The need of some evacuees for extended stay in shelter facilities will now result in a new housing supply in a well integrated and serviced urban setting providing essential services ‘within walking distance’. It is arguably only a matter of careful design to plan these facilities in such a way that they can become attractive, convenient places for ‘regular’ urban life. They might not only provide a new market for housing for ‘startup’ households, but even entice some of the evacuated residents to stay in these new quarters, and thereby contribute to the eventual transformation of parts of urban life in a gradual, step-by-step fashion. The financing of such facilities could be achieved by combining resources and funds now devoted separately to emergency response, and to efforts to improve sustainability: each done separately will likely run into obstacles of funding, but if both are acknowledged as necessary, their combination can make such projects eminently feasible. It could even be part of a perennial effort to ‘revitalize’ parts of cities in or near downtown that have fallen victim to urban blight, crime, and abandonment.

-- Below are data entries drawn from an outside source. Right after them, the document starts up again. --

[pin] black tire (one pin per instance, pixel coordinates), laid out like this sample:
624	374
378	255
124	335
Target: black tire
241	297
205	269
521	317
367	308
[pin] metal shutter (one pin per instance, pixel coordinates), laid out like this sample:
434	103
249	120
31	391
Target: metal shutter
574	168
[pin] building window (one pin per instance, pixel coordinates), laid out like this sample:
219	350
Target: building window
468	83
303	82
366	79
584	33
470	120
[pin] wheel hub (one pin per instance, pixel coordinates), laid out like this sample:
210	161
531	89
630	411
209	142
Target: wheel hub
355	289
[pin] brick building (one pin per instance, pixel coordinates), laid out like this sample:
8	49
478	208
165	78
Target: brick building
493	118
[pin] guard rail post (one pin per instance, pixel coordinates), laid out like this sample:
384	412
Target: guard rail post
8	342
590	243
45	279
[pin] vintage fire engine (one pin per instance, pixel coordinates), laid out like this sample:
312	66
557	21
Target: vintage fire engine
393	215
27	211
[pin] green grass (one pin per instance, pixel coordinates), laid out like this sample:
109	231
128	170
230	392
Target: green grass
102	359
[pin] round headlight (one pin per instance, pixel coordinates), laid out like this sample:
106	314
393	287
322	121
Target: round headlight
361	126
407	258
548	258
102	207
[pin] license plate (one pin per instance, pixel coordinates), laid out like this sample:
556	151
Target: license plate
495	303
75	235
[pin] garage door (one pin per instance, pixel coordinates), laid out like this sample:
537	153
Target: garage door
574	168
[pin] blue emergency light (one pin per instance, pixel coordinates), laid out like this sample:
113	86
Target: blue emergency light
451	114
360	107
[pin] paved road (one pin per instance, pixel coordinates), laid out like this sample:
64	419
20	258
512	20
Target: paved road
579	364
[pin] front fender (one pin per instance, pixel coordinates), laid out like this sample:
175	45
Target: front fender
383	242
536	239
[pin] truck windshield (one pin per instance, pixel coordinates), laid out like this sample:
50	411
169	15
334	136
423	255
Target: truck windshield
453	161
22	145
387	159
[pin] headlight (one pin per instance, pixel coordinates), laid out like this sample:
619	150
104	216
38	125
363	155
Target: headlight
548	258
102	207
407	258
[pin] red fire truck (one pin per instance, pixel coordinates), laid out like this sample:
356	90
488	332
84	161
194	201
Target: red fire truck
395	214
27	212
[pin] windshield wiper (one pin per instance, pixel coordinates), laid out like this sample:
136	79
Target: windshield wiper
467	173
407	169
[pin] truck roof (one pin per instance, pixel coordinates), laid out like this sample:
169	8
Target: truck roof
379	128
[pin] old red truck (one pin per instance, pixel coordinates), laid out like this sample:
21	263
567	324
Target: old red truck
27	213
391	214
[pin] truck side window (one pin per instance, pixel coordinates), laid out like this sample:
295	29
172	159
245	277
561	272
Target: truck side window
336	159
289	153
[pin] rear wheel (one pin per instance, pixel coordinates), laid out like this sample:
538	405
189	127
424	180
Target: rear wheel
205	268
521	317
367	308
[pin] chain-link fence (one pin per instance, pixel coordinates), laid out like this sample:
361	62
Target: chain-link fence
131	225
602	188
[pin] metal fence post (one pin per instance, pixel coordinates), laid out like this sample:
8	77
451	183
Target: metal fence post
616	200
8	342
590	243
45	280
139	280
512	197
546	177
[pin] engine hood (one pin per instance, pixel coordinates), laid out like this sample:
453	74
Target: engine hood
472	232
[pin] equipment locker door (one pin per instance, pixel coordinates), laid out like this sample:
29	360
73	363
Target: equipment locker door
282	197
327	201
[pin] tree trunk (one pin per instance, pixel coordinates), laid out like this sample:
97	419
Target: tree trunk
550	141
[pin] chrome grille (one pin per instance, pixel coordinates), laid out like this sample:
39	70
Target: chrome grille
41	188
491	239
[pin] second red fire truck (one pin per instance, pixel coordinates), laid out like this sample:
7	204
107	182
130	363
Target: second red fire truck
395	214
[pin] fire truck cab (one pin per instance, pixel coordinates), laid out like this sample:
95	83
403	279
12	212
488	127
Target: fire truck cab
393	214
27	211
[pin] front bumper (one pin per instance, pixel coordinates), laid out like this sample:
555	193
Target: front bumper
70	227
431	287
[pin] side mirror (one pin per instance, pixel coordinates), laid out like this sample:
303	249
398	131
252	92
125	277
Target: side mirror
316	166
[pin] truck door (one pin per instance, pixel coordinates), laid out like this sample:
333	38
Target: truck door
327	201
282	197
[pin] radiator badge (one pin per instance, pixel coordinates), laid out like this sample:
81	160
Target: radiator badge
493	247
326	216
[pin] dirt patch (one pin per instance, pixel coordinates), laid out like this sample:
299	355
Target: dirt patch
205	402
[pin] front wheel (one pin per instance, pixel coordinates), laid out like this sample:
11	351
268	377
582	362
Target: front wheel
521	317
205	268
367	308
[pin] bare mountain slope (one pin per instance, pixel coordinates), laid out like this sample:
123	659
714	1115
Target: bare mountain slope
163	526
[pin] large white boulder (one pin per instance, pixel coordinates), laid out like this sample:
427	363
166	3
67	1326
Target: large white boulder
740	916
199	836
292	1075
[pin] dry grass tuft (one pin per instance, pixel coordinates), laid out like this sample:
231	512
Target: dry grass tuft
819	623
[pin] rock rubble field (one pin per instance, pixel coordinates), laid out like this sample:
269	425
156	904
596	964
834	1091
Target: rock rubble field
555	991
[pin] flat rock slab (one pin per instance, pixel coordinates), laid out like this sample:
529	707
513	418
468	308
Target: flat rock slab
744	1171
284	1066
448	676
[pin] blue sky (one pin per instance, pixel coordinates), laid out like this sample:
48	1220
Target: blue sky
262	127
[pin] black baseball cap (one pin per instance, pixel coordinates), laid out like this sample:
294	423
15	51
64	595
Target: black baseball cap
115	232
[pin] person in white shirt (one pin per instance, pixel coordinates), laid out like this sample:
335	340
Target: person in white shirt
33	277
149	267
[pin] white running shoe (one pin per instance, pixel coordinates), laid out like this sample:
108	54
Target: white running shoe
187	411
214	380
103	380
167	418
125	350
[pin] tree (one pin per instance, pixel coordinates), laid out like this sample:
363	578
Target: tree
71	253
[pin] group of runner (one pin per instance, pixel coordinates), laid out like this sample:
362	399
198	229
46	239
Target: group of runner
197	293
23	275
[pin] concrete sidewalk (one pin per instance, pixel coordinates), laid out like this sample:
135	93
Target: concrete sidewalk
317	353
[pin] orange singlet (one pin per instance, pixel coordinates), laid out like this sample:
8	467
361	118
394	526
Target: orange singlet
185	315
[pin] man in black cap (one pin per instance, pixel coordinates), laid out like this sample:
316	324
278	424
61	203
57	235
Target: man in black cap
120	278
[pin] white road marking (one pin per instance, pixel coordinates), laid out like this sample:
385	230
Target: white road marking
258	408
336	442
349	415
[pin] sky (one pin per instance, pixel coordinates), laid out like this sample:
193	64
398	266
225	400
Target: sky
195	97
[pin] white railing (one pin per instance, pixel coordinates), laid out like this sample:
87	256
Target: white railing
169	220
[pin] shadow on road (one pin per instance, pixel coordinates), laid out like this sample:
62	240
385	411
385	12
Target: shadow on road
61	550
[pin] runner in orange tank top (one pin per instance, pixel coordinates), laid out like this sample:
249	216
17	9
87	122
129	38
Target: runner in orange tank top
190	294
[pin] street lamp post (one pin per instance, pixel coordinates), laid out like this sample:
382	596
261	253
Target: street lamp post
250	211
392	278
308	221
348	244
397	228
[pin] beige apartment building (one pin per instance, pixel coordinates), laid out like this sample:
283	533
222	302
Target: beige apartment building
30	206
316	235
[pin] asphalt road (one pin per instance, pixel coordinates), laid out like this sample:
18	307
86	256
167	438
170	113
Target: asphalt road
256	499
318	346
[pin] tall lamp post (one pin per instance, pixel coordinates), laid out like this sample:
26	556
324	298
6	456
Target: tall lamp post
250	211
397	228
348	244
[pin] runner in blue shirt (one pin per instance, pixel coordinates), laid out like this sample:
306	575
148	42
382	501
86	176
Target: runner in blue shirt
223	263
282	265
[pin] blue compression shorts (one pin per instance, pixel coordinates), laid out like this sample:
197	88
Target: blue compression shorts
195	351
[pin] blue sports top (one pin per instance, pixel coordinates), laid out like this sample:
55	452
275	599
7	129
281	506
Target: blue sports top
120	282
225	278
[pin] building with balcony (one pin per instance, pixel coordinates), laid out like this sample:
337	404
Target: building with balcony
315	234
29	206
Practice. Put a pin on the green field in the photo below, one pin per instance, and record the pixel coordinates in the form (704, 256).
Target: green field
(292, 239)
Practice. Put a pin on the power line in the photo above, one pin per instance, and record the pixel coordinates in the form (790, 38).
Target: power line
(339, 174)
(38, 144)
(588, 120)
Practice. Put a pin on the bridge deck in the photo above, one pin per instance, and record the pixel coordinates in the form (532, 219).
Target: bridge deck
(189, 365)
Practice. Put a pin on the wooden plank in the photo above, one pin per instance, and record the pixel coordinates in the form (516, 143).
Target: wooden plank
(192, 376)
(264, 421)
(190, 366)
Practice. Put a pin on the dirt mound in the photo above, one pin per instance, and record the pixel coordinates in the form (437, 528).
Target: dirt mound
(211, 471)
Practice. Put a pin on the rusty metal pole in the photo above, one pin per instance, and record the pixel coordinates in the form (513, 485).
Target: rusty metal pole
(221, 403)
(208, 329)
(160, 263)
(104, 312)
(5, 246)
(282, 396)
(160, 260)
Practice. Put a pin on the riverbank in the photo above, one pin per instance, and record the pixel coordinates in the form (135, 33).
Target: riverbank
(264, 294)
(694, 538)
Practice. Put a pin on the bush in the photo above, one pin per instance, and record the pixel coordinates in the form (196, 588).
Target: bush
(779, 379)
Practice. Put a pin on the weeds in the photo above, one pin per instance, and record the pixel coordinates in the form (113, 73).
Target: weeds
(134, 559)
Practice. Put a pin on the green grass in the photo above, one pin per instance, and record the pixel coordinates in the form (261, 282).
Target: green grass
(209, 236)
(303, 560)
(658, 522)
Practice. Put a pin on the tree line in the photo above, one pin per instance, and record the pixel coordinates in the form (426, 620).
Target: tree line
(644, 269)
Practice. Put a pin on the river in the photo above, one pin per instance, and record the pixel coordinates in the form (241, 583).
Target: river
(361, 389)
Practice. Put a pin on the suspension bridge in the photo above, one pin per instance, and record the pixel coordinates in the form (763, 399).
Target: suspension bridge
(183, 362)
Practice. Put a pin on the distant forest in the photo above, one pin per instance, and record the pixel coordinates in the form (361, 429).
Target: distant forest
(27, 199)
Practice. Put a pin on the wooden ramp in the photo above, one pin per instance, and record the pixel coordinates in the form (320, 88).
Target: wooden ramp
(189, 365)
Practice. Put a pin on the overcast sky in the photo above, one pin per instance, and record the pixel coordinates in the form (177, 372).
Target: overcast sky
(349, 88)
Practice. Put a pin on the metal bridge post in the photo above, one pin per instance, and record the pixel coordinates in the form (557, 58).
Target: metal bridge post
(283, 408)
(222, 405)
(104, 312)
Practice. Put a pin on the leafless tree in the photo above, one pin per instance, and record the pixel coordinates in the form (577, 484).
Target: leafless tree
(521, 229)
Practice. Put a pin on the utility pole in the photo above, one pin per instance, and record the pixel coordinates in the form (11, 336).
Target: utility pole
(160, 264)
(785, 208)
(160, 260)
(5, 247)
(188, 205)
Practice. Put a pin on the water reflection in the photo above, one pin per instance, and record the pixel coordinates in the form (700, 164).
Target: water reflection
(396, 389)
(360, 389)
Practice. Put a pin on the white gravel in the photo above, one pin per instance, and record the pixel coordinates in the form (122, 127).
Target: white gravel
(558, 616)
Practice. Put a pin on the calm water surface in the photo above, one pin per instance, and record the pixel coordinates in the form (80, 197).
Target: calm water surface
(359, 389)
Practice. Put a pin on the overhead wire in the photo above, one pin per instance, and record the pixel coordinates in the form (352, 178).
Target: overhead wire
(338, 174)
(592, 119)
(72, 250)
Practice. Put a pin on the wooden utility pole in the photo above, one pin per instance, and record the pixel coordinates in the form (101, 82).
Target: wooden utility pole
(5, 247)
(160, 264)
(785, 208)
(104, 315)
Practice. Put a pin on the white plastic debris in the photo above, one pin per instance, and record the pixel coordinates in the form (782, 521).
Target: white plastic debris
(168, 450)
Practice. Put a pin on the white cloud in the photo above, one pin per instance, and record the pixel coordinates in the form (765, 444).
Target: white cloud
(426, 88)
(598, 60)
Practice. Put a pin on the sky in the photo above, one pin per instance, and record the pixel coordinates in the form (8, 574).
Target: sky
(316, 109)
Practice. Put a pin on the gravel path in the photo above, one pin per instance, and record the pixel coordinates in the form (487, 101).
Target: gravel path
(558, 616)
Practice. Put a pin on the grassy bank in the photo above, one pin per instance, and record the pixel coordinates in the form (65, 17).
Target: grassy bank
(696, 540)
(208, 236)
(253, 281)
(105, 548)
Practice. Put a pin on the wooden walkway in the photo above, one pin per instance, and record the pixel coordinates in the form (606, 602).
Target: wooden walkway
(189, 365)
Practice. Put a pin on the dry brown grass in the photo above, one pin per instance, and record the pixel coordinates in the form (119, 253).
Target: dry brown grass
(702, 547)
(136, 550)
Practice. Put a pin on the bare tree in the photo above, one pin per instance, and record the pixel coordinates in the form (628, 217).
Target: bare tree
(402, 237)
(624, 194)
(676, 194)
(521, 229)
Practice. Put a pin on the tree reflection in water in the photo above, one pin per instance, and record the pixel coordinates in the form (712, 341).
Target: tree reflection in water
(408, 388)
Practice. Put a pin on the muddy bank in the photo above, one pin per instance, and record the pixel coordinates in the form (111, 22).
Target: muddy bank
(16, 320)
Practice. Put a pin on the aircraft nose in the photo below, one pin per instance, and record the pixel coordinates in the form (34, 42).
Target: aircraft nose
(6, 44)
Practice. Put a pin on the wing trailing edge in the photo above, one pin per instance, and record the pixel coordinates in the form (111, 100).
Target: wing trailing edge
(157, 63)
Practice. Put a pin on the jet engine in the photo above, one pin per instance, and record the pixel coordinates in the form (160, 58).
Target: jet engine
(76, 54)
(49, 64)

A case for such a project was made in response to a City of Tallahassee call for citizen ideas to improve the community. It was one of four such ideas ‘selected’ for implementation — or at least consideration — out of a total of some 35 submissions. But strangely and perversely, the site selected for the project was one far outside the city center, on a major artery but far away from any employment, shopping or even nearby residential areas; a location that missed the opportunity for such a project to help transform the current urban patterns towards greater sustainability. The call for proposals was not inviting any detailed description or design solutions — visual tools that might help clarify the potential of such ideas. This is a task that perhaps should be taken up in the form of design projects in local architecture and planning schools (in cooperation with official planning authorities), or through public competitions inviting local architects, developers, and planners to devote part of the time of waiting for economic recovery to contribute their creativity and skill to such overarching community projects.